Onlarca müziğin karışarak uğultu yarattığı barlar sokağının başında iki kız dikiliyorduk. Bıraksanız, ayaklarım kalçalarıma vuruncaya dek bulunduğum konumdan kaçıp eve giderim. Sezin'in ısrarı üzerine İstanbul'da oturduğunu ve görüşeceğine söz verdiği arkadaşını bekliyorduk. Sokak boylu boyunca ya kusan, ya öpüşen, ya da yalpalayarak yürüyen-yürümeye çalışan- aylaklarla doluşmuştu. İçinde bulunduğum ortamdan rahatsızlık duyarak kafamı salladım ve Sezin'i dürttüm.
"Bari şuradaki yere gidelim, insanlar yiyecek diye korkuyorum." Diye hayıflandım.

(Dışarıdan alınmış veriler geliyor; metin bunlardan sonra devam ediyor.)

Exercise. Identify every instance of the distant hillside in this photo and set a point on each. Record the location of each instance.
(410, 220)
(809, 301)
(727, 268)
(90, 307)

Bana ters ters baktıktan sonra pes etti ve kafasını sallayarak boyumun iki katı olan, siyah, mat ve kirli kapıya doğru yürüdü. Görevlilere kimliğimizi verdik. Esmer ve kirli sakallının edepsiz bakışları altında iyice eziliyorken kimlikleri aceleyle ellerinden aldık ve hışımla içeri girdik. Boğuk bir havanın hakim olduğu, loş ışıkların amansızca sallanan bedenlerin üstünde gezindiği mekanda zar zor barın önündeki taburelere yerleştik. Buranın en büyük avantajı olduğunu düşündüğüm kısık sesteki müzik beni mest ederken, ritme uygun olarak kalçalarımı salladım.
Sezin, "İki Tuborg." Diyerek, henüz yirmi yaşında görünen çocuğa yirmilik kağıt uzattı. Şişeleri tokuşturup, olmazsa olmazımız meşhur kıkırdamamızı patlattıktan sonra biramdan küçük bir yudum aldım.
"Şu Dağhan'ı merak ediyorum." Dedi ağzı kulaklarındayken.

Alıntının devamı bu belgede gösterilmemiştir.